A renowned work in France, Marcelle Maurette’s “Anastasia” made its way to American audiences via two licensed films: the first, in 1956, starring Ingrid Bergman and Yul Brynner, and the second, a 1997 animated feature film starring Meg Ryan.

Describing himself as the sole owner of the copyright interests in Maurette’s play, Jean-Etienne de Becdelievre filed suit last week in U.S. District Court for the Southern District of New York to stop an unlicensed production.

As laid out in the Dec. 8 complaint, Anastasia Musical LLC purports to have been granted the rights to the tale from Twentieth Century Fox Film Corp.

Becdelievre notes, however, that the Rupert Murdoch-owned entertainment conglomerate “possessed only certain limited motion picture-related rights in the play and never possessed the right to produce presentations of the play on the spoken stage.”

The only parties named as defendants to Becdelievre’s action are Anastasia Musical LLC and playright McNally.

Becdelievre notes that Murdoch’s company, which styles itself as 20th Century Fox, adapted the cartoon version of “Anastasia” into live ice-skating show.

Produced by Ringling Bros. Barnum & Bailey, the ice show ran in more than 30 venues from 1998 through 1999, but Becdelievre says a dispute about the license arose in 2002.

McNally’s planned musical, according to the complaint, “ostensibly is a Broadway stage adaptation of both the 1956 motion picture and the 1997 animated film – and, upon information and belief, has been promoted as such – the musical includes multiple characters, plots line and other creative elements that are original to the play.”

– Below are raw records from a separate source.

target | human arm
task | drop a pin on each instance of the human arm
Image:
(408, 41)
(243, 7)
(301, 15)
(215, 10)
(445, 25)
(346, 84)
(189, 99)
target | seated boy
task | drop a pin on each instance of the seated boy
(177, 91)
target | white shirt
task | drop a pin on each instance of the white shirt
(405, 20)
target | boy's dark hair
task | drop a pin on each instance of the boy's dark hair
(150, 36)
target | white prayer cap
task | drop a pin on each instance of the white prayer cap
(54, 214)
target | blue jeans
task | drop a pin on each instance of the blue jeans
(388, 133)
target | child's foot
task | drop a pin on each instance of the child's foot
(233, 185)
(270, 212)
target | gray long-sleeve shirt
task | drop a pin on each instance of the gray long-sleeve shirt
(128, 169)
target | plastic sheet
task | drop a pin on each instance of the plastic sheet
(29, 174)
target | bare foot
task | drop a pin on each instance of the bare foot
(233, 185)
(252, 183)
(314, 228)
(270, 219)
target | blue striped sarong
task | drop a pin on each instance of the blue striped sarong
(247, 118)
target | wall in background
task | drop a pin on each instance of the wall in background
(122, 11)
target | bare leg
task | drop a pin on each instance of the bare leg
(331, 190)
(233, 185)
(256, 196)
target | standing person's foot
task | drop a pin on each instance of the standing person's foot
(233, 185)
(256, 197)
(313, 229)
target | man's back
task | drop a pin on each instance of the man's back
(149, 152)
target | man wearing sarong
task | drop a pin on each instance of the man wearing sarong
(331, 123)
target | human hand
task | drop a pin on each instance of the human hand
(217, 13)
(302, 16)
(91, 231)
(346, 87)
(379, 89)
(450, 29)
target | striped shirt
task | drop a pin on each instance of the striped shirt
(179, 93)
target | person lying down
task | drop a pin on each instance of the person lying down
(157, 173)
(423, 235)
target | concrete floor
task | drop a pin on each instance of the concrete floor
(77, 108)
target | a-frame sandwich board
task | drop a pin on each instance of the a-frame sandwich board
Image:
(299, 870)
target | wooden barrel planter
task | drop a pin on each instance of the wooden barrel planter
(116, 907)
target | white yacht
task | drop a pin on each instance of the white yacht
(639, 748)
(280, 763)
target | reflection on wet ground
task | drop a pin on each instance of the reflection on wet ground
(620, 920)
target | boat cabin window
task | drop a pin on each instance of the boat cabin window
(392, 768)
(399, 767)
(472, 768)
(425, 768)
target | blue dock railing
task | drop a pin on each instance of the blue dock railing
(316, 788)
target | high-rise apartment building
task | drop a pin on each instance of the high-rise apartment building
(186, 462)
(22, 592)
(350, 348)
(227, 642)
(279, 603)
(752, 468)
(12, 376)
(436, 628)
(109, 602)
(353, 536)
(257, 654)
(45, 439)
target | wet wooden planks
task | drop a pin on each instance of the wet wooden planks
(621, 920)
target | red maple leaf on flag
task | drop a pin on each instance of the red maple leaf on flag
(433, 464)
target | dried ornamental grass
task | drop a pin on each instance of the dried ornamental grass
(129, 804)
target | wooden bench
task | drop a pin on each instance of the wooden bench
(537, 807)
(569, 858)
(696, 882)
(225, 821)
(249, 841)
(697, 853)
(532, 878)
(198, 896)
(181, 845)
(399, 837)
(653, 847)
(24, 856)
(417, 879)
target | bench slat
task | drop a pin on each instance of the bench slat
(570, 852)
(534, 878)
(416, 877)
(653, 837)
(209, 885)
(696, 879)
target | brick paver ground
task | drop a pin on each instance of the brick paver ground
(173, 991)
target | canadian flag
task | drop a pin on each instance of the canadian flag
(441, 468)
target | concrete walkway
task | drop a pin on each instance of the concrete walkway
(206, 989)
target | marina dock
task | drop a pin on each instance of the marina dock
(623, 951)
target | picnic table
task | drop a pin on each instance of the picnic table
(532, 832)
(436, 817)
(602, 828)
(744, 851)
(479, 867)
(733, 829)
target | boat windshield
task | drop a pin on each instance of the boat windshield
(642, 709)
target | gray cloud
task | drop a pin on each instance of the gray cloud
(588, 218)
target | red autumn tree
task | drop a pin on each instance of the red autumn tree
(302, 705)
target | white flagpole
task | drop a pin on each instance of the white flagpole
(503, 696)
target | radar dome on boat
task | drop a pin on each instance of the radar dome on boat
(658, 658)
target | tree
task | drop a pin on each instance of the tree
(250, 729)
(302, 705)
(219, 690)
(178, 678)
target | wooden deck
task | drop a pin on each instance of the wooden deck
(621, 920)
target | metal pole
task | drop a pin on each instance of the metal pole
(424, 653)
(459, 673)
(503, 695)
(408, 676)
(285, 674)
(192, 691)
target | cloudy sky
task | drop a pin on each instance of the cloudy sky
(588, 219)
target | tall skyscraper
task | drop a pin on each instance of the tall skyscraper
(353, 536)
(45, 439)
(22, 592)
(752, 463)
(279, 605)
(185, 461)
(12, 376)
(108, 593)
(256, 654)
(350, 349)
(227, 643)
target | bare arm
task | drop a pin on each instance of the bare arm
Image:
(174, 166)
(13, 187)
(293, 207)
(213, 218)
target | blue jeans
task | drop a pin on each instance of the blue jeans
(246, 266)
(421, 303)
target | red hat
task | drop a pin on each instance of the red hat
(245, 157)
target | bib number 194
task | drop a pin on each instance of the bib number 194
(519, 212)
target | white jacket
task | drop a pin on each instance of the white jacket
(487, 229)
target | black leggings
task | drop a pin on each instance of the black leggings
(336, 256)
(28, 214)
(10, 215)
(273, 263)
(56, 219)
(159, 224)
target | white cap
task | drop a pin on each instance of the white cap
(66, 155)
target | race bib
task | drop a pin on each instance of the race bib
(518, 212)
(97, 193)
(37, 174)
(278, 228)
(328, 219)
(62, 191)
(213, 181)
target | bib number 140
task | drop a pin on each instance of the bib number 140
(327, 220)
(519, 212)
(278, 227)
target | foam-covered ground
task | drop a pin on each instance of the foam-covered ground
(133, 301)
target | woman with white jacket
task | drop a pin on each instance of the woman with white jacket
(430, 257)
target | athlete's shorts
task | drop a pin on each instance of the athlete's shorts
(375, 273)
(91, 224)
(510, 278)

Maurette’s original play is set in Europe in the 1920s when there was a phenomenon of people purporting to be surviving children of Czar Alexander Romanov, who was murdered along with his entire family by communist revolutionaries in 1918.

The protagonist of the play, Anya, is a poor, orphaned woman suffering from amnesia. She falls in with a band of conmen hoping to deceive the mother of Czar Alexander into thinking that they have found the czar’s eldest daughter, Anastasia, still alive.

From here, the play takes artistic liberties. Though the characters discover that their imposter really is the princess Anastasia, Anya opts to run away with her love interest rather than resume her position in the Romanov line.

McNally’s play is strikingly similar, according to the complaint, and includes six songs from the 1997 animated film, including the Oscar-nominated “Journey to the Past.”

Both play and the musical, the complaint says, “conclude on a wistful, nostalgic note.”

Anastasia Broadway has called Becdelievre’s complaint “wholly without merit.”

“While the works may start with the basic idea of the historical story of the real-life Anastasia Romanov, copyright law does not protect ideas or historical facts,” the production company said in a statement.

Disputing that the two works are similar, the producers note that their “production has a different plot, different characters, and different settings, not to mention the numerous songs that appear in the Broadway musical that do not appear in plaintiff’s straight play.”

McNally’s musical ran at The Hartford Stage in Connecticut from May to June, and the Broadway show begins with previews at the Broadhurst Theater on March 23 with opening night on April 24.

Becdelievre seeks damages and an injunction, alleging three counts of copyright infringement.

He is represented by Matthew Giger with Rosenberg & Giger.